Database normalization is a structured set of steps for optimally designing a database model. Through database normalization, database administrators, data engineers and data architects can model and design a framework for storing an application’s data in such a way that the database layer of the application functions at maximum efficiency.
In this context, the data model refers to the set of relationships and conceptual entities specific to the business use case that the data represents. For example, in the case of retail banking data, this may include financial transactions and customer savings account information.
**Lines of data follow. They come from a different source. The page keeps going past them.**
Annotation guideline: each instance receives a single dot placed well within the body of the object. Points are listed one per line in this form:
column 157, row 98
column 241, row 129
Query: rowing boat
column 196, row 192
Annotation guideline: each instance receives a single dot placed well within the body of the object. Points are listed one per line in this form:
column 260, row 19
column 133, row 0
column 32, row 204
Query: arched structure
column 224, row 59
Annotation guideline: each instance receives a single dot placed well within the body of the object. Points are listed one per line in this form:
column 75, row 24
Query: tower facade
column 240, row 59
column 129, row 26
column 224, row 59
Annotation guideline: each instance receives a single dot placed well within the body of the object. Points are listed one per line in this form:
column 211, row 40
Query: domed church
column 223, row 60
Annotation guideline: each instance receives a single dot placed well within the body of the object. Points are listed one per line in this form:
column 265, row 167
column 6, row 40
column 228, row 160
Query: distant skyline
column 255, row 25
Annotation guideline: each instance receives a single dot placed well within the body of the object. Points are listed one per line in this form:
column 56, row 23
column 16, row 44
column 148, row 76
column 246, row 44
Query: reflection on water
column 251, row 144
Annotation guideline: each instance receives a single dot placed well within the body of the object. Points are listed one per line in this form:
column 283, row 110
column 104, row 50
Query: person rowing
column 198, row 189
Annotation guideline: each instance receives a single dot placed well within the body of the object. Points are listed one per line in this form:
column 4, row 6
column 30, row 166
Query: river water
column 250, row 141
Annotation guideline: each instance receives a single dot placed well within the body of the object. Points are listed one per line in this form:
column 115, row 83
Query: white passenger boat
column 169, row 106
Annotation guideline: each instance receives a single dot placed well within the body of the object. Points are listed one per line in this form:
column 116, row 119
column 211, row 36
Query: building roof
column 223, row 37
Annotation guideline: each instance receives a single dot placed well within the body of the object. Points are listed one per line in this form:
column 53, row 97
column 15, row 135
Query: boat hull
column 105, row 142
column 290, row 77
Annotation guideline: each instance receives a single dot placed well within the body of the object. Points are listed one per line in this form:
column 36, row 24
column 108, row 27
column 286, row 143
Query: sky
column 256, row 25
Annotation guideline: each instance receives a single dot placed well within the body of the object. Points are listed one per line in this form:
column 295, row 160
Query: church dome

Since most websites and software applications rely on the storage of data to operate efficiently, database normalization remains a crucial step in data management.
Database Normal Forms
- 0NF — Zero Normal Form: Data that is not yet normalized
- 1NF — First Normal Form: Data that is de-duplicated and with key attributes identified
- 2NF — Second Normal Form: Achieves full functional dependencies on the key attributes
- 3NF — Third Normal Form: Removes transitive dependencies
- Boyce-Codd Normal Form: Eliminates all functional dependencies on non-key attributes that can be used as candidate key(s)
- 4NF & 5NF — Fourth and Fifth Normal Forms: Removes multi-value dependencies and join dependencies
It’s worth noting there is also a sixth normal form (6NF). That said, 6NF is not yet standardized so I haven’t included it in this definition.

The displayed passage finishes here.